Barren, wild and worthless? Anything but

  • <Barren, Wild and Worthless cover scan

  For naturalist Susan Tweit, moving to New Mexico meant learning to love the harsh beauty of a landscape that one haggard 19th century surveyor dismissed as “barren, wild, and worthless.”

That bitter phrase became the title of Tweit’s eloquent 1995 memoir on life in the Chihuahuan Desert. Taken in by her masterful prose, readers, too, fell in love with that desert’s strange face, its erratic life cycles and changing cultures.

Barren, Wild, and Worthless was out of print for a spell — gone, but not forgotten.
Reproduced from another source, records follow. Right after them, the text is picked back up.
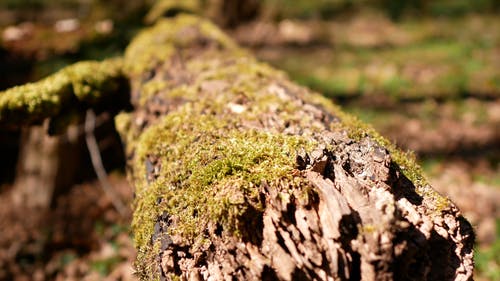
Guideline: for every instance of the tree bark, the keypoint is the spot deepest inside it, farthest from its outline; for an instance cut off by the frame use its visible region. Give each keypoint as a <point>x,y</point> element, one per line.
<point>242,175</point>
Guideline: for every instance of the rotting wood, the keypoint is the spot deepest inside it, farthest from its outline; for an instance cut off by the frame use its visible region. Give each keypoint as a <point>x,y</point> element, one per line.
<point>241,174</point>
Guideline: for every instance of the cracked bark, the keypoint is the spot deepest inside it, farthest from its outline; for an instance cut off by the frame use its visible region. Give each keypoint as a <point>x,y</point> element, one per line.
<point>362,219</point>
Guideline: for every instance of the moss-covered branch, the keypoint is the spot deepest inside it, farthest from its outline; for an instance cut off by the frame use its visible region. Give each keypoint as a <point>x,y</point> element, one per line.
<point>84,84</point>
<point>241,174</point>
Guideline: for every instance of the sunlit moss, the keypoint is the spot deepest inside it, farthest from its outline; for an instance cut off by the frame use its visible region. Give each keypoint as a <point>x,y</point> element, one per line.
<point>82,84</point>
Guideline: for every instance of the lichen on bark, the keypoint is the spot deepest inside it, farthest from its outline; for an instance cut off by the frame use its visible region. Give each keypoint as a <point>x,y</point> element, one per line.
<point>223,147</point>
<point>78,86</point>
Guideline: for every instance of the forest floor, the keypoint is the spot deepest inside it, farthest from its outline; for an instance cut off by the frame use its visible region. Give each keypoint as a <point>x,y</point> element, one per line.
<point>431,86</point>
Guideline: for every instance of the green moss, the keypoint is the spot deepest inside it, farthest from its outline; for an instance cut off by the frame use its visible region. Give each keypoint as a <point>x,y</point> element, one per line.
<point>210,157</point>
<point>153,46</point>
<point>406,161</point>
<point>84,83</point>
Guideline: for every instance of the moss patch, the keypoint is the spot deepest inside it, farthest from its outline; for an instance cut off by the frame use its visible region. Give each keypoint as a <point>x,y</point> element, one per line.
<point>82,84</point>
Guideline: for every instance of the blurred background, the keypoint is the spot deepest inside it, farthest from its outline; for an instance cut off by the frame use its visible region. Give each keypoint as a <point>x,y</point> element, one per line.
<point>425,74</point>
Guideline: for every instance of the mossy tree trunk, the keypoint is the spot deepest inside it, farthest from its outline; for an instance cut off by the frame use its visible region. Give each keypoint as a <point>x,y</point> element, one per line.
<point>242,175</point>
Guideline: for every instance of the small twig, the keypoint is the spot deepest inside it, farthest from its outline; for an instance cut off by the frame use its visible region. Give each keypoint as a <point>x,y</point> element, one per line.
<point>95,156</point>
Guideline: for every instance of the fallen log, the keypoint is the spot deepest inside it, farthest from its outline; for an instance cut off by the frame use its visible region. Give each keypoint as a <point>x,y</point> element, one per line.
<point>242,175</point>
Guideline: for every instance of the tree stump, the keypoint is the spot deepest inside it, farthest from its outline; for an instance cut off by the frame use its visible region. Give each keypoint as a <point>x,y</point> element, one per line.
<point>241,174</point>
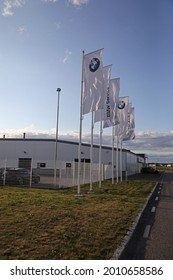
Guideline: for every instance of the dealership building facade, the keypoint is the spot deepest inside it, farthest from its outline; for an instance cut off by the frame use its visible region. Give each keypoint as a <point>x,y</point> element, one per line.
<point>22,152</point>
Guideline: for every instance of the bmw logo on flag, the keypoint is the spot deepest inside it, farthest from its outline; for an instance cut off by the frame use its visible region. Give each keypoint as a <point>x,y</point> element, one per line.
<point>121,105</point>
<point>94,64</point>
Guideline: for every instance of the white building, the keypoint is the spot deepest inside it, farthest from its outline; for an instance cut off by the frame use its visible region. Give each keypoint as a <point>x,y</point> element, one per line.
<point>21,152</point>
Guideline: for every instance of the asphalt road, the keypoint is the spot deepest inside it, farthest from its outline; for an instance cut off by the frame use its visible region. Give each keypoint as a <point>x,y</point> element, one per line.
<point>153,237</point>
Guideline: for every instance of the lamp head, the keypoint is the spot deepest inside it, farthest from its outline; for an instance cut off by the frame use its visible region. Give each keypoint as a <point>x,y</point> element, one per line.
<point>58,89</point>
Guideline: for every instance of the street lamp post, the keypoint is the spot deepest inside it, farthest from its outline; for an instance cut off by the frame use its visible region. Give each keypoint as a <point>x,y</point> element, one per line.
<point>56,140</point>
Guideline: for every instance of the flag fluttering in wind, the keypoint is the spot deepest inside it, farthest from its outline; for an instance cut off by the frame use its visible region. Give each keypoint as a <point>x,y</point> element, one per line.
<point>93,82</point>
<point>130,130</point>
<point>100,114</point>
<point>122,114</point>
<point>111,117</point>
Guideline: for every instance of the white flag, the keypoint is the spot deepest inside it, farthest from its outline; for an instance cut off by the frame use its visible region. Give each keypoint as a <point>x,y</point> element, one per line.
<point>122,114</point>
<point>130,133</point>
<point>111,118</point>
<point>93,96</point>
<point>99,115</point>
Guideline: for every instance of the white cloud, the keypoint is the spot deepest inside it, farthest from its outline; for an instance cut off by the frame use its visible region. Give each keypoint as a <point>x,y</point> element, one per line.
<point>9,5</point>
<point>22,30</point>
<point>78,2</point>
<point>53,1</point>
<point>67,55</point>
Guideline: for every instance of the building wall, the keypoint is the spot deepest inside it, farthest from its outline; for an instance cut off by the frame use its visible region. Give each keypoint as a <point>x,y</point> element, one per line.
<point>42,151</point>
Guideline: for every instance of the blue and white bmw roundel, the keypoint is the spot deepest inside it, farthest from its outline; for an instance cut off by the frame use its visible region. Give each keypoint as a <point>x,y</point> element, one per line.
<point>94,64</point>
<point>121,105</point>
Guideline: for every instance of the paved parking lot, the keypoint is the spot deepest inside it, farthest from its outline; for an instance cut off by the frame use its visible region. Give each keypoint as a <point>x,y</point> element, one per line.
<point>153,237</point>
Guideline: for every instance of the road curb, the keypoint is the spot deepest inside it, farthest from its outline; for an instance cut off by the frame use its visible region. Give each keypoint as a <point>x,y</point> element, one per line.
<point>118,252</point>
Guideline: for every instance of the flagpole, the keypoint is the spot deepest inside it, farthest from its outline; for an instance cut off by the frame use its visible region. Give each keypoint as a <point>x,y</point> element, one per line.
<point>121,158</point>
<point>117,163</point>
<point>80,129</point>
<point>100,155</point>
<point>91,152</point>
<point>113,139</point>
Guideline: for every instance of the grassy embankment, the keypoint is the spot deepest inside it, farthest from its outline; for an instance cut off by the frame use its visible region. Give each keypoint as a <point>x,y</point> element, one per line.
<point>49,224</point>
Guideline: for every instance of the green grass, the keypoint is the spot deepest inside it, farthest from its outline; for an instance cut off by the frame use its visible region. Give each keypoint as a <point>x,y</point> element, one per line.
<point>49,224</point>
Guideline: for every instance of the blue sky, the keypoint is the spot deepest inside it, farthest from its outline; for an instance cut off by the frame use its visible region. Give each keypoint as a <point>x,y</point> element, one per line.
<point>41,49</point>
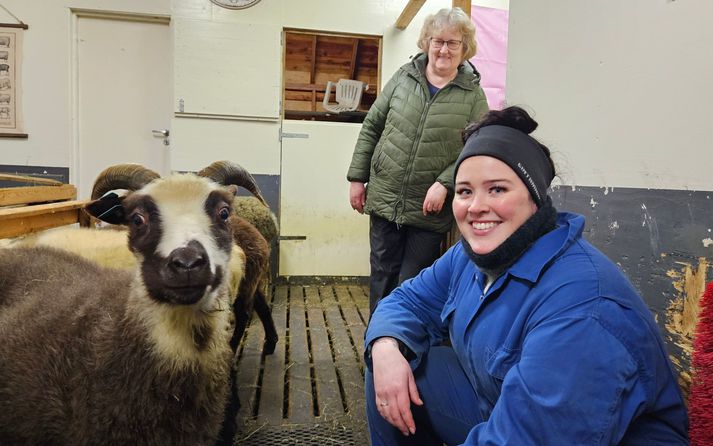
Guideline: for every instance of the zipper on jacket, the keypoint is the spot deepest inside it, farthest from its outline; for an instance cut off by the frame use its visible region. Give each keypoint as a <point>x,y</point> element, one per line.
<point>402,197</point>
<point>412,155</point>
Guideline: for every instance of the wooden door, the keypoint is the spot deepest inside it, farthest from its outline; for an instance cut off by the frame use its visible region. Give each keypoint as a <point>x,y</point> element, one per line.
<point>122,69</point>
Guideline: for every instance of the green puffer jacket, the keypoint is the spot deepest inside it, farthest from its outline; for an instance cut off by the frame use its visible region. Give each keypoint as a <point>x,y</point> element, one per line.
<point>409,140</point>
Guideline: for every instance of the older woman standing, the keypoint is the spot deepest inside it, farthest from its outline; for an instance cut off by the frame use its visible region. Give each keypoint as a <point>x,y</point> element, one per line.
<point>551,343</point>
<point>402,168</point>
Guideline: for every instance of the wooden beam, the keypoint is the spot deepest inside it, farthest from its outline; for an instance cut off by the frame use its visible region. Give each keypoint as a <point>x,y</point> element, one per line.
<point>463,4</point>
<point>28,219</point>
<point>36,194</point>
<point>409,12</point>
<point>313,71</point>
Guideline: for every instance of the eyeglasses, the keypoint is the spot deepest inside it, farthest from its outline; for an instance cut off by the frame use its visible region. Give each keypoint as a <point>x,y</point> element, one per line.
<point>438,43</point>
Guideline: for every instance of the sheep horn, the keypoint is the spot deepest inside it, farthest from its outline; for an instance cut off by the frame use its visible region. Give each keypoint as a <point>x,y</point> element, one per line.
<point>122,176</point>
<point>226,172</point>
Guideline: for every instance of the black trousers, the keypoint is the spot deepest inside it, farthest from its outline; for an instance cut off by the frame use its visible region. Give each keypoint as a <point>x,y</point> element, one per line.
<point>398,252</point>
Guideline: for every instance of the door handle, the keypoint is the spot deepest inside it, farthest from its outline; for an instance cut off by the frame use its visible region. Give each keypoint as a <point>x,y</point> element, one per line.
<point>163,133</point>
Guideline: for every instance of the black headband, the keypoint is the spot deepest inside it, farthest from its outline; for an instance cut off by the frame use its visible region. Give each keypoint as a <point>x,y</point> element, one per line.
<point>516,149</point>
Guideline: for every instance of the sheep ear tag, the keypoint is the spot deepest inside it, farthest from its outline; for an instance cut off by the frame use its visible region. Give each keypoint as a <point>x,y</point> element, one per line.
<point>108,208</point>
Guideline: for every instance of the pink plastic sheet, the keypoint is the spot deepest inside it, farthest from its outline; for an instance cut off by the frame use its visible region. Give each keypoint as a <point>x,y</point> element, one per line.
<point>491,60</point>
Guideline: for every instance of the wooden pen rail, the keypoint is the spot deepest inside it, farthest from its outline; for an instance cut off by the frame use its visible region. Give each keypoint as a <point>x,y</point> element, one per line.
<point>28,219</point>
<point>28,209</point>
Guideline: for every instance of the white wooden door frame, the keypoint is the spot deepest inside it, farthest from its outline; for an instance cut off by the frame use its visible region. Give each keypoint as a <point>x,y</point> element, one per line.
<point>76,14</point>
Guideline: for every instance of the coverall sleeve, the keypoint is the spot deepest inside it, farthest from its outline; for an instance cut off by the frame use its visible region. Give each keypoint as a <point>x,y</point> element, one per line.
<point>412,312</point>
<point>572,383</point>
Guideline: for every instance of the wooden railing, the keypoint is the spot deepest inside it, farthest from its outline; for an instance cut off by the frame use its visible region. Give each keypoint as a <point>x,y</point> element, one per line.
<point>28,209</point>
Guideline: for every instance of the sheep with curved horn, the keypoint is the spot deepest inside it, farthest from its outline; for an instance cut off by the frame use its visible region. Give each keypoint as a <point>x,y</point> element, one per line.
<point>91,355</point>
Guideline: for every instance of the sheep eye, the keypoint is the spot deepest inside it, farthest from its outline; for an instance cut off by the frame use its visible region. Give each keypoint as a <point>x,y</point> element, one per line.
<point>137,220</point>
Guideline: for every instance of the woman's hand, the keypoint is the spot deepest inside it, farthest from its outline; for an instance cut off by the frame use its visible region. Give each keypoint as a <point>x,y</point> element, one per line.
<point>394,385</point>
<point>435,197</point>
<point>357,196</point>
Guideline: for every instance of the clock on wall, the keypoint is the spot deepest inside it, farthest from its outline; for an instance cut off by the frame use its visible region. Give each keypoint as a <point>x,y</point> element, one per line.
<point>235,4</point>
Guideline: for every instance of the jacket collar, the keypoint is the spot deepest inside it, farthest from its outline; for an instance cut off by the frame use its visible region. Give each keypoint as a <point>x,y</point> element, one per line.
<point>530,265</point>
<point>467,77</point>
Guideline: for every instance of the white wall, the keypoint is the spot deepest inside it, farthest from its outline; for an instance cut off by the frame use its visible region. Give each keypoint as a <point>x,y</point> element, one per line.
<point>621,89</point>
<point>258,141</point>
<point>46,75</point>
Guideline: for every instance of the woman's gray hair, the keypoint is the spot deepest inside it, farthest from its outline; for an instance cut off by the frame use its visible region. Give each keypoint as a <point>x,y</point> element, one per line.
<point>449,18</point>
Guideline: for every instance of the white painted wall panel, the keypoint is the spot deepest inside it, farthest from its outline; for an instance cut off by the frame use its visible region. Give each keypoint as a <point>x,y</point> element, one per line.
<point>46,75</point>
<point>315,203</point>
<point>621,88</point>
<point>227,69</point>
<point>198,142</point>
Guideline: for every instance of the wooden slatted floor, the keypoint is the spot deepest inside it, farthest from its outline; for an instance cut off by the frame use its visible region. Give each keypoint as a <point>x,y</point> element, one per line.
<point>311,390</point>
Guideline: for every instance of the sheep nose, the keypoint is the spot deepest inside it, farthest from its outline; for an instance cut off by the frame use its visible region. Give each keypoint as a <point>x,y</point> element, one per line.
<point>190,258</point>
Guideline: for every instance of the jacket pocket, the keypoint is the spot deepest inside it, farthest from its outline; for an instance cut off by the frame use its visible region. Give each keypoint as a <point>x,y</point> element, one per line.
<point>501,361</point>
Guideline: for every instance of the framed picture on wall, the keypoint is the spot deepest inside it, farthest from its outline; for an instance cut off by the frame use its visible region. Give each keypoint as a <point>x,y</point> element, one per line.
<point>11,124</point>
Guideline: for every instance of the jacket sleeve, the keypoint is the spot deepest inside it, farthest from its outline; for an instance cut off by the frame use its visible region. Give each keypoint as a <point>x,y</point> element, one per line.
<point>574,383</point>
<point>370,134</point>
<point>412,312</point>
<point>480,108</point>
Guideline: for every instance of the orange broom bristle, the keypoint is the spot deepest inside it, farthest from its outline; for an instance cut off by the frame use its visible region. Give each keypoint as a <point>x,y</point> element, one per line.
<point>700,402</point>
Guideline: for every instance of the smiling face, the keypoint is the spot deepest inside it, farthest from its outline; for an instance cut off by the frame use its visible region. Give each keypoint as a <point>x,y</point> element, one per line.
<point>490,203</point>
<point>445,61</point>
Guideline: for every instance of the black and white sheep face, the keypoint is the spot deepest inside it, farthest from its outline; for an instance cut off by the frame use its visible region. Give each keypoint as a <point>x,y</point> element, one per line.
<point>179,229</point>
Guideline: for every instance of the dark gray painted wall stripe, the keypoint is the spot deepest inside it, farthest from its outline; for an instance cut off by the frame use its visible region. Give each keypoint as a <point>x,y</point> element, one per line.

Now, the University of Arizona Press is offering a handsome paperback edition.

For Tweit, what started as “an intellectual exercise to learn the Chihuahuan Desert so that I would have something to write about,” led to this passionate account — part science, part heartbreak — of a place full of land frauds and ghost rivers.

In a chapter entitled “Sanctuary,” Tweit refers to an old gospel tune that says, “ ‘There is a balm in Gilead to make the wounded whole.’ Gilead has no monopoly on balms,” she continues. “Every place is sacred (and can) heal us, refresh us, and inspire us ... only our vision fails us.”

As subdivisions metastasize, wilderness shrinks, and a new administration squelches citizen input on public-land use, we should be grateful that Barren, Wild, and Worthless is available again.

Barren, Wild and Worthless: Living in the Chihuahuan Desert

By Susan J. Tweit

203 pages, softcover: $17.95. University of Arizona Press, 2003.